The Insight Guide has a sidebar about the kosher butcher's in Old Havana, and I thought I might stop by if I came across it. (The Insight Guide says that before the Revolution there were 20,000 Jews in Havana.) I spy a butcher shop on Oficios. It is void of meat, of course, but there are three men conversing inside. I ask them if they know a kosher butcher shop. They scratch their heads, and eventually one seems to remember it's on Acosta.
I take Oficios back down to the foot of Acosta and turn right. I see a point-of-interest sign indicating a synagogue ahead. I keep walking and eventually sight a small building (the buildings are all in one row, but this one is single-story). It is as unpainted and quasi-bombed-out-looking as the rest, but has Hebrew lettering on the front, behind an iron gate, where two men are talking. I snap pictures and draw attention to myself (as if I weren't already the center of attention as the only visible outsider on the crowded street). The older of the two men in the doorway calls me over. "Do you want to come in?" I hesitate, but he insists.

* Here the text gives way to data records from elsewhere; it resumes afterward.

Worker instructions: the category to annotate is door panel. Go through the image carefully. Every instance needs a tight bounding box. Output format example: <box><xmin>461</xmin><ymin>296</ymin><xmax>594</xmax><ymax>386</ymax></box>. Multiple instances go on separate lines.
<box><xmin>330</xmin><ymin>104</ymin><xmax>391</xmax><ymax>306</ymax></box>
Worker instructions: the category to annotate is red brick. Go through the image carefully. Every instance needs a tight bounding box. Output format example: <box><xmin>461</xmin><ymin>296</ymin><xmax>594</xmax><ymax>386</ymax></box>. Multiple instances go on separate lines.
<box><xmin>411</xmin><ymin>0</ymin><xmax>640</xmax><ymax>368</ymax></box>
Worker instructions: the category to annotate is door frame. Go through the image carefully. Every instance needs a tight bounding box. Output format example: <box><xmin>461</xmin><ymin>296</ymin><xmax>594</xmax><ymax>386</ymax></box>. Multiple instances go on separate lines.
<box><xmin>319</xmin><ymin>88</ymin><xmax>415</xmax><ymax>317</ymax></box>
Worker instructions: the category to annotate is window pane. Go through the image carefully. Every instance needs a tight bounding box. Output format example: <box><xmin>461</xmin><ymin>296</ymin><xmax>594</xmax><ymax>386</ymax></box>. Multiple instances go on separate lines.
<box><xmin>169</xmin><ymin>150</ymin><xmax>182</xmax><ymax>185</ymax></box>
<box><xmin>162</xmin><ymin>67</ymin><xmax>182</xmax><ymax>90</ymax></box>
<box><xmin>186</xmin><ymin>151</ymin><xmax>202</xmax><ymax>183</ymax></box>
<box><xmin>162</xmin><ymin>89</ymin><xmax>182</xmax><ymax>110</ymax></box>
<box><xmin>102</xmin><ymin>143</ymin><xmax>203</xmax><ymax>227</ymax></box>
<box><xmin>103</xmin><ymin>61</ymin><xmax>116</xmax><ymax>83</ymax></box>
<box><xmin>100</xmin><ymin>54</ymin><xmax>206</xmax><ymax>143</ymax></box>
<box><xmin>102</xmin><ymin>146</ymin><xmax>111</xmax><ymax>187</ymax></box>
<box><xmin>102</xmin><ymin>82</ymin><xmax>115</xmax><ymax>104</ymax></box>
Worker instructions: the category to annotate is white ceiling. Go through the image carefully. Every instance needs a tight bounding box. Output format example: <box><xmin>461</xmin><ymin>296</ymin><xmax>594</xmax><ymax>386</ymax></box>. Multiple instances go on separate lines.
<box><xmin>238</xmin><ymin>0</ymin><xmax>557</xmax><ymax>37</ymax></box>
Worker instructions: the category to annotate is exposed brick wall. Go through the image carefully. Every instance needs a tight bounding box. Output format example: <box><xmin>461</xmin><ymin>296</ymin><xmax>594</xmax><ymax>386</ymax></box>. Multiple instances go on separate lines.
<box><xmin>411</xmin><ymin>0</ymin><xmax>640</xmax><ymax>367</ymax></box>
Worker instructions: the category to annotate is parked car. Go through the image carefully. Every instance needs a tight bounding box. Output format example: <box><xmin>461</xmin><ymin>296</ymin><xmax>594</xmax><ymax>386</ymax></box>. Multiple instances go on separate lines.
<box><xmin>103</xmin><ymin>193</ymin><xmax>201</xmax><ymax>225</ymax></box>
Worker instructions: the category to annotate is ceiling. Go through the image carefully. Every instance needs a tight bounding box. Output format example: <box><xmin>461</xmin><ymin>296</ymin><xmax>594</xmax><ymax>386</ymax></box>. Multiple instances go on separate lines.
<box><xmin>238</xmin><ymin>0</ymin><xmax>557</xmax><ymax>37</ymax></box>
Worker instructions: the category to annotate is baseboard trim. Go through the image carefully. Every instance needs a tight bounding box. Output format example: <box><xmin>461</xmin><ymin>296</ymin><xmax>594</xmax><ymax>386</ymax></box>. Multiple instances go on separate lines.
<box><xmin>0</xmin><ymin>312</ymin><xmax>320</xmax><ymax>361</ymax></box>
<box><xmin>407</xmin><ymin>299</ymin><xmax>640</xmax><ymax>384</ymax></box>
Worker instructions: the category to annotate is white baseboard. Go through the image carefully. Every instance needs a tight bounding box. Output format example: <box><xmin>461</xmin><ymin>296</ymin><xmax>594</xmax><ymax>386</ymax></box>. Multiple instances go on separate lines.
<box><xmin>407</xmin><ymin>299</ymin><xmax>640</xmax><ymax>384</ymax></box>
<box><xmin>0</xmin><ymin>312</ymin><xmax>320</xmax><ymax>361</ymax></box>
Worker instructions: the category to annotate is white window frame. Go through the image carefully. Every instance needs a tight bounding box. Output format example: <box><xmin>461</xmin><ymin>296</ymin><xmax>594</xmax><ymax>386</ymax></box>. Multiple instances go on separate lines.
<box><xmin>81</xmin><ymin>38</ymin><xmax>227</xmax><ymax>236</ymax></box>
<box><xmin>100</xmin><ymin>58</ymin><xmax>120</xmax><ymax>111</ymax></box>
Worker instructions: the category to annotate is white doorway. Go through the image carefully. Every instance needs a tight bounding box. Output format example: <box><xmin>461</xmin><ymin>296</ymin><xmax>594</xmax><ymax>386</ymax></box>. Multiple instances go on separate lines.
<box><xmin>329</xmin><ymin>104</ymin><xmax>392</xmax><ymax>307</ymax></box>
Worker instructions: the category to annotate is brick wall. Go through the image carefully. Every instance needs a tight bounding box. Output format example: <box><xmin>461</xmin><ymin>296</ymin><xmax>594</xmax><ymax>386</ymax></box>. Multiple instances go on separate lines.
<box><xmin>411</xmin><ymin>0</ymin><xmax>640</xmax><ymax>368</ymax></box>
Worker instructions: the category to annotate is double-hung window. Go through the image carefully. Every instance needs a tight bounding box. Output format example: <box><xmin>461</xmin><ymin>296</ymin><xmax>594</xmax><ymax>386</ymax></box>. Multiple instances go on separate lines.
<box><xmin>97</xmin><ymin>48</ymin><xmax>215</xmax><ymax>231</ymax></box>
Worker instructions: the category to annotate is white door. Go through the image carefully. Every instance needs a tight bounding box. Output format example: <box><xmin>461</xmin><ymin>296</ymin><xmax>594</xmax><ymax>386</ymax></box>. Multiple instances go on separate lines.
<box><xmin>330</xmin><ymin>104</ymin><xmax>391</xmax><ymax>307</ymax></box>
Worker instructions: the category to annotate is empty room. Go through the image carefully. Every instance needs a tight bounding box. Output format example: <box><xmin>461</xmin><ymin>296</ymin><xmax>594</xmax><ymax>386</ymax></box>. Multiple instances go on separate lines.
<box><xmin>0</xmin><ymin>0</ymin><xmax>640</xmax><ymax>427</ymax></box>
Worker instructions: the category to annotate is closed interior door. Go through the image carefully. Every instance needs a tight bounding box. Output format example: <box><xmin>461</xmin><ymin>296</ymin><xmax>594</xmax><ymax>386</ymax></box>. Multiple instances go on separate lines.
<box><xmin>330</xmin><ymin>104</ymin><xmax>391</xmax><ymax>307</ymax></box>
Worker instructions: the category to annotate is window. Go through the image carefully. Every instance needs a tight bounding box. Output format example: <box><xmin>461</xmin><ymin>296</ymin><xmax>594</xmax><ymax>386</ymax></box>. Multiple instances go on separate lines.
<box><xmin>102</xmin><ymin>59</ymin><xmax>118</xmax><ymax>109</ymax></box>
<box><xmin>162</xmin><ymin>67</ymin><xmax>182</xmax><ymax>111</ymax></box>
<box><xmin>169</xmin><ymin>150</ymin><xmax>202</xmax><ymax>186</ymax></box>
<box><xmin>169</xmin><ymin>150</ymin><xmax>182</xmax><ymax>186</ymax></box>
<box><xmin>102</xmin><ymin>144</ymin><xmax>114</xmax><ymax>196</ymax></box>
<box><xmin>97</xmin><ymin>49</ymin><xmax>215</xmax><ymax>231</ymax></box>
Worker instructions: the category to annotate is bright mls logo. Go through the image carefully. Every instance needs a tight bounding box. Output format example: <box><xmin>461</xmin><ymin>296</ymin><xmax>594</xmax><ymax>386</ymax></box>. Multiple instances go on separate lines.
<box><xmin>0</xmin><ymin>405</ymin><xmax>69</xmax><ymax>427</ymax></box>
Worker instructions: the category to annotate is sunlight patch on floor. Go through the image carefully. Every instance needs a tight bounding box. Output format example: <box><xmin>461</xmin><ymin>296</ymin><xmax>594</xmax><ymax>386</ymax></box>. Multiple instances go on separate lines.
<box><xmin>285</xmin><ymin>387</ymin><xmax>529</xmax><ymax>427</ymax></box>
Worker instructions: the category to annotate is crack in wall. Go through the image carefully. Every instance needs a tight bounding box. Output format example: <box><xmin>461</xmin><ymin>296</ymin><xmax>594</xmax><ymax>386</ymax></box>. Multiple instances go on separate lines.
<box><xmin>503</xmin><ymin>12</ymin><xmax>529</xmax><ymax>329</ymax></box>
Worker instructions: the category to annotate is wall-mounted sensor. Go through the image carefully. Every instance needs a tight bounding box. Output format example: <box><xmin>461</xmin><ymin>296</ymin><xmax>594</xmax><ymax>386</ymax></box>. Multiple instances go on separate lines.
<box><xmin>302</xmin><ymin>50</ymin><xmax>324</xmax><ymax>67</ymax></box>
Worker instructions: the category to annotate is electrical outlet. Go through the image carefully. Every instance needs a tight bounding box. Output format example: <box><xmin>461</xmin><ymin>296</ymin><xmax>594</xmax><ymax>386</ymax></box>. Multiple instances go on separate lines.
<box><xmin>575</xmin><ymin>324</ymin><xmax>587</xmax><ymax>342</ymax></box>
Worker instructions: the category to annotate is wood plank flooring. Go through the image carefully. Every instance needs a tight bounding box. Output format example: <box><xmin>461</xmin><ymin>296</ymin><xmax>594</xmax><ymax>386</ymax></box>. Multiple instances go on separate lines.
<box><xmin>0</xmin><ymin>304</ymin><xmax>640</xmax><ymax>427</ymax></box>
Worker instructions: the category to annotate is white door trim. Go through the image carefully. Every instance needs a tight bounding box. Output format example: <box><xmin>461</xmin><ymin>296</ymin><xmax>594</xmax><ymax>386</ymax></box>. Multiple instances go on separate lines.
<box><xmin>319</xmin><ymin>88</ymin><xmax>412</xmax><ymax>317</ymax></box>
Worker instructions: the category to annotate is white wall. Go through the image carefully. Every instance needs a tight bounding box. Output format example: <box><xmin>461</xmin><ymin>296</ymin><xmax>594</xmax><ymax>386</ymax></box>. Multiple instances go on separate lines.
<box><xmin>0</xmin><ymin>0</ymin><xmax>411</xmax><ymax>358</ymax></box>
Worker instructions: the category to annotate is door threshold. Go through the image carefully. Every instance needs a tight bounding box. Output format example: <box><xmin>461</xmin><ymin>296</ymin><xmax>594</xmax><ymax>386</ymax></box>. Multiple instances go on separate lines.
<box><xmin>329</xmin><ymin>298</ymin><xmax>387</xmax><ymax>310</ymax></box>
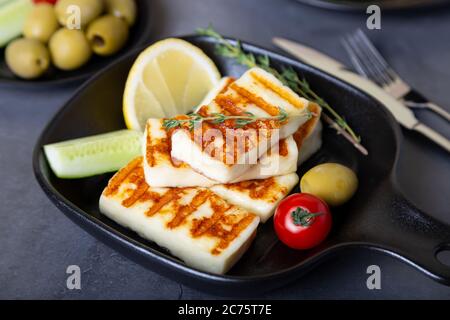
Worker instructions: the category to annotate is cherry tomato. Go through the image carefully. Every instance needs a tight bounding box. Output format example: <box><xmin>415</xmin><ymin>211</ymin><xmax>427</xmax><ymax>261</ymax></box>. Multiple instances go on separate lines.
<box><xmin>33</xmin><ymin>0</ymin><xmax>58</xmax><ymax>4</ymax></box>
<box><xmin>273</xmin><ymin>193</ymin><xmax>332</xmax><ymax>249</ymax></box>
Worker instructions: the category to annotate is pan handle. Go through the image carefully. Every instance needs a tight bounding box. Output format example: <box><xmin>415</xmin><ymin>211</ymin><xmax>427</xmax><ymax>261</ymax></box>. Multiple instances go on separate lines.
<box><xmin>372</xmin><ymin>179</ymin><xmax>450</xmax><ymax>285</ymax></box>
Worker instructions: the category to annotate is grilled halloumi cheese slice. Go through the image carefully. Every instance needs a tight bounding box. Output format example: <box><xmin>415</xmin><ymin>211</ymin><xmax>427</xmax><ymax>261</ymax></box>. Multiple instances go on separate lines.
<box><xmin>99</xmin><ymin>157</ymin><xmax>260</xmax><ymax>274</ymax></box>
<box><xmin>210</xmin><ymin>173</ymin><xmax>299</xmax><ymax>223</ymax></box>
<box><xmin>143</xmin><ymin>119</ymin><xmax>298</xmax><ymax>187</ymax></box>
<box><xmin>171</xmin><ymin>68</ymin><xmax>309</xmax><ymax>183</ymax></box>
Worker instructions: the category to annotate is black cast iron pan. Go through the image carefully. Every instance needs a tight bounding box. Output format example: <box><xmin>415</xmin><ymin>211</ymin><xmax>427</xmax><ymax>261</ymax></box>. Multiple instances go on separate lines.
<box><xmin>33</xmin><ymin>36</ymin><xmax>450</xmax><ymax>294</ymax></box>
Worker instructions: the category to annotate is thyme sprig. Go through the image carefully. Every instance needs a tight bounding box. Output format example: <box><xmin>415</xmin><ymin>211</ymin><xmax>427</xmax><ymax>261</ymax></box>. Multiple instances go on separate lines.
<box><xmin>163</xmin><ymin>108</ymin><xmax>306</xmax><ymax>130</ymax></box>
<box><xmin>291</xmin><ymin>207</ymin><xmax>324</xmax><ymax>227</ymax></box>
<box><xmin>197</xmin><ymin>25</ymin><xmax>368</xmax><ymax>155</ymax></box>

In the entryway he greets another, thinner old man, and they lead me to the doorway of the temple. "Whereyoufra?" asks the first. I tell him in Spanish I am from California. "Sprechen Sie Jiddisch?" "Nein, aber Deutsch schon." They give me a yarmulke from the box and lead me inside. They give me a welcome that feels like a homecoming. It is cool and dark in the small congregation hall. (Did they really have a separate upstairs gallery for women?) The thinner man, lovely sympathetic face, offers to show me the Torah scrolls and invites me to take a photo.
żEs usted el rabino?
No, yo soy el shames.
When they invite me warmly to come to services the next day, I immediately confess that I'm not Jewish. They laugh. "But you have a lot of Jewish friends in California, yes?" I ask how many Jews there are in Havana: 1500 is the reply. The Insight Guide reports that "...a few years ago Cuba's last permanent rabbi left the island, leaving the responsibility of passing on Jewish traditions to a dwindling group of pious old men." I think I have just met them.
Suddenly the thicker one produces a crumpled piece of notebook paper from his pocket and asks me to look at it. I think he is going to ask me for a sight translation. I read:
I, 76 YEAR OLD OF SEFARDI ORIGEN LIVE IN HABANA NEED OF ECONOMIC ASISTENCE PLEASE HELP. DANIEL SHIMON
The thinner one also sticks out his hand as I start peeling ones off the roll in my pocket.
As always in Havana, the friendliness was as genuine as the need for dollars.